This is an updated post about the slaughter of Marius the giraffe and how the Copenhagen Zoo managed this event in the eyes of the public.
The conversation surrounding Marius has yet to die down and realizing the repercussions of their actions, the Copenhagen Zoo has gone into clean-up mode. Anyone looking to spruce up their public relations skills can take a lesson on what not to do from the Copenhagen Zoo.
First, let’s take a look at today’s stats. A few short hours after the debacle unfolded the Copenhagen Zoo was sporting 2,638 one out of five star reviews. Today, a mere 24 hours since the news hit social media, their count is up to 3,272 one out of five star reviews. Ouch. If this doesn’t demonstrate the power of social media, I don’t know what does. Twitter is still a buzz with a #CopenhagenZoo tag popping up at least once per minute. The petition to remove Bengt Holst from his leading position at the zoo has reached an astonishing 14,288 signatures out of the 15,000 requested. Though, how much power this will have is debatable, seeing as the previous petition to save Marius fell on cold shoulders.
There are many lessons to be learned in this kind of situation. The first, don’t be so ignorant. I’m not going to get into an animal rights debate today (mainly because I feel way too strongly about the issue), but honestly, the death was unnecessary. It was unnecessary from both an animal rights perspective, as well as a business perspective, which is ultimately what a zoo (any zoo) is and not the educational institution that they like to promote themselves as–whoops, there I go with my personal opinions.
From a marketing and public relations perspective, the idea of a slaughter, especially on such a young, adorable animal, was a terrible decision. They fed a ‘surplus’ animal to other animals in their ‘care.’ See how wrong that sounds?
Throughout this incident, the Copenhagen Zoo has taken the scientific as well as economic perspective on the situation. Not once have they addressed the public’s ethical concerns. Companies are no longer about science and economics. With the invention of social media, companies have to adapt to be social and engaged with their audience. Two traits that the Copenhagen Zoo seems to have completely missed out on.
So, where do we stand? First of all, if you’re going to carry out this kind of business, don’t advertise it to the public and expect them to be okay with it. Don’t advertise it at all! Actually, let’s make sure we don’t get ourselves into any trouble and let’s just not conduct unethical, or questionable business. If it might cause an uproar, don’t risk it. So simple, right? Well, apparently not to the Copenhagen Zoo who carried out the procedure anyway and invited guests! How demoralizing to Marius–again, I’m trying to keep my personal beliefs on animal rights out of this as best as I can.

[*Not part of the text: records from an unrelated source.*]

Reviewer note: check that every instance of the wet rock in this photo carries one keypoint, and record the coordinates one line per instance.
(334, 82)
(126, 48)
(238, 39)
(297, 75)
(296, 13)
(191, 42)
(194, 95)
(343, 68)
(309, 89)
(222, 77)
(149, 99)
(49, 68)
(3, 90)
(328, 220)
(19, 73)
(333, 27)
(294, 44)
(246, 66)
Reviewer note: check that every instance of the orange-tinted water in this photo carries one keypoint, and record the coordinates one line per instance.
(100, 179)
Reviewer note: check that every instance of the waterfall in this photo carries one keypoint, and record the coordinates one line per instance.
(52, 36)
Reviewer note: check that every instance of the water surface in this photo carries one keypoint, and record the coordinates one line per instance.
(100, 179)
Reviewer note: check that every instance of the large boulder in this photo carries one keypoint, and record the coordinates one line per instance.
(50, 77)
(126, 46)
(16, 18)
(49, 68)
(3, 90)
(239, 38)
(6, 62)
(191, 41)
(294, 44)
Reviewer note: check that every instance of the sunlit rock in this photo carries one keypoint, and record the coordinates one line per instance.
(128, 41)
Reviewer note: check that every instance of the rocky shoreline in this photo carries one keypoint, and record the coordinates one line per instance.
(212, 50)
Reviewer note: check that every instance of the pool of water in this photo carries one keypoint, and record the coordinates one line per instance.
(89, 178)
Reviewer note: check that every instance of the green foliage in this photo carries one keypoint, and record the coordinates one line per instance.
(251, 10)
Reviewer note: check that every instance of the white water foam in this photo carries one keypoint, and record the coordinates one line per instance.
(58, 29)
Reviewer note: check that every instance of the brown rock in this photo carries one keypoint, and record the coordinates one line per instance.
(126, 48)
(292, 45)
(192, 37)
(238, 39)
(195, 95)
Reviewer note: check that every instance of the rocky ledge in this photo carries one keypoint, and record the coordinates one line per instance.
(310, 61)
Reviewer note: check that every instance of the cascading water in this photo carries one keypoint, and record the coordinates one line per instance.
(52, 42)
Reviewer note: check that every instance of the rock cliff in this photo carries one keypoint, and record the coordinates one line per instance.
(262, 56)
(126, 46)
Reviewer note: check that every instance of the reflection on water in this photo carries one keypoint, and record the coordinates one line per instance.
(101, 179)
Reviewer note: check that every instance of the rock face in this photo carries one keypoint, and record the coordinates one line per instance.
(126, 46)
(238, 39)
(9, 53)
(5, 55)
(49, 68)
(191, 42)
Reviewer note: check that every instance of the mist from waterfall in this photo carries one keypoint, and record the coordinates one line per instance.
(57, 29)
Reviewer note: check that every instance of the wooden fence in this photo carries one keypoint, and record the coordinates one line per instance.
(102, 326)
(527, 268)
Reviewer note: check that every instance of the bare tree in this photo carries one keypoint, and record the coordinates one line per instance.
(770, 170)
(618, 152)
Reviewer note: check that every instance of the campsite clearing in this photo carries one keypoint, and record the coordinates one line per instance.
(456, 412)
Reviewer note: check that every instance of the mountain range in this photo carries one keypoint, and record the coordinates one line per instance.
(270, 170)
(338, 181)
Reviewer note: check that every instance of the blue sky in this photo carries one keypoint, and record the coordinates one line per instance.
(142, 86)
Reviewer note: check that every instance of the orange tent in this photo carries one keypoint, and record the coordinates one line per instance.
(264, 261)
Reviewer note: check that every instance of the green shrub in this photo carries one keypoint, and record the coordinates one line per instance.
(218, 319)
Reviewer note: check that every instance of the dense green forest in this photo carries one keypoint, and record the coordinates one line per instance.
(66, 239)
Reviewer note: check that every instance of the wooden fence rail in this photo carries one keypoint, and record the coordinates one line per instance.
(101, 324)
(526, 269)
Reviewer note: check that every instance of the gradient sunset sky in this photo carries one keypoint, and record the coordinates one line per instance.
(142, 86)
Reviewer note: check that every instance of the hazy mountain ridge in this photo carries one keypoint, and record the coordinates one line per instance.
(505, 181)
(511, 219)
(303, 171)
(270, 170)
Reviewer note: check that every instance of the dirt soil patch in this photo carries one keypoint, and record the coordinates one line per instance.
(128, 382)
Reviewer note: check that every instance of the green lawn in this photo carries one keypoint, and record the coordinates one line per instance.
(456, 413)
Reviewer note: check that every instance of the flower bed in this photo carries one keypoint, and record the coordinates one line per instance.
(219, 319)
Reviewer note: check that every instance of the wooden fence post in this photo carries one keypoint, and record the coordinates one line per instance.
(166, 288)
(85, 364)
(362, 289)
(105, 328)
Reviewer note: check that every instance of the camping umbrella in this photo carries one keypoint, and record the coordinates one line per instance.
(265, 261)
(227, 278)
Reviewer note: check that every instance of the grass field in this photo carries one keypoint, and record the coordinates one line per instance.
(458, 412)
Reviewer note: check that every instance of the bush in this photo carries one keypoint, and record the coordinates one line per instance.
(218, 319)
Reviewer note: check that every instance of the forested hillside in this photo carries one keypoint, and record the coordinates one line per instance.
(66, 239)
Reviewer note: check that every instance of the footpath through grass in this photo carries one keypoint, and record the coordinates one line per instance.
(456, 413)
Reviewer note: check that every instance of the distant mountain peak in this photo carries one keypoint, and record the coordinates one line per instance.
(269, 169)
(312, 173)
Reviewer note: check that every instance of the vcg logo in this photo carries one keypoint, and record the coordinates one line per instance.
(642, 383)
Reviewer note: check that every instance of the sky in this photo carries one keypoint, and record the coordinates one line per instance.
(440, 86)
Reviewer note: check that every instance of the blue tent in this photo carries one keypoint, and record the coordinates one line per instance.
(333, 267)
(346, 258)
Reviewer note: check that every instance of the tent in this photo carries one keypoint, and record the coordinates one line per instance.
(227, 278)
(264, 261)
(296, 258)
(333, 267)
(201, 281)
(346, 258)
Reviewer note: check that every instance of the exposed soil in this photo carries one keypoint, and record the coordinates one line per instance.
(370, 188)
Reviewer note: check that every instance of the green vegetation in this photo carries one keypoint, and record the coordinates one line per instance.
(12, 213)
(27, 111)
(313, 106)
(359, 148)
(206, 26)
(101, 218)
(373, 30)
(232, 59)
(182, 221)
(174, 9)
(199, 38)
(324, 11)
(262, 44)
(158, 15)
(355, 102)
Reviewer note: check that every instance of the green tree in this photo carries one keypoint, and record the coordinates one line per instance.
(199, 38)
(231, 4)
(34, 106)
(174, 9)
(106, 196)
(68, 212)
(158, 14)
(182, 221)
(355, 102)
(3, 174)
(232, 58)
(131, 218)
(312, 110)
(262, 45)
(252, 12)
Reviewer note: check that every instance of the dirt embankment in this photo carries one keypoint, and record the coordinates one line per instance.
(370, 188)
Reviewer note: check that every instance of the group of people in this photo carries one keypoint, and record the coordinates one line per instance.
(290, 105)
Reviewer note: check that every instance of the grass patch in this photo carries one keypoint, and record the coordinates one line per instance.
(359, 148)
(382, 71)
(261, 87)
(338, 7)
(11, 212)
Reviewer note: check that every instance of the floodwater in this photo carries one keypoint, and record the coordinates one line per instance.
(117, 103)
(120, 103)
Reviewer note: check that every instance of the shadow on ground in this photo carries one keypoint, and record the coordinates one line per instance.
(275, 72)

Now we have a publicized dissection of a young, healthy animal in front of small children who were invited to the event. This should have immediately raised red flags, but the Copenhagen Zoo pursued, finishing the demonstration by slicing off the legs and setting them aside as meat for the zoo’s carnivores.
So now we arrive at today. Social media has been exploding with outrage. The Copenhagen Zoo, ever defensive of their position, failed the age old rule of any business: the customer is always right. All of this could have been avoided had they listened to their audience. They couldn’t have made it anymore clear! They had a petition with thousands of signatures! In a situation like this you know you are going to make all of those people angry. Is it worth it? Was it worth it?
This the post on their Facebook page:
This is their attempt at cleaning up their mess. No one cares that you don’t consider it animal cruelty. The point is that the overwhelming majority of people on social media consider it animal cruelty. This is the only mention of ethics in this post. The rest is business and scientific justifications. Again, no one cares. When you mess up as a business, it is your job to listen to the public and address their concerns. The Copenhagen Zoo has continuously brushed aside these concerns. We all know that lions eat giraffes in the wild, we aren’t dumb, so don’t treat us like we are. What we’re all concerned about is that you brought this animal into the world and instead of taking responsibility to either prevent its birth or find it a suitable home, you decided to kill it as surplus AND ADVERTISE IT!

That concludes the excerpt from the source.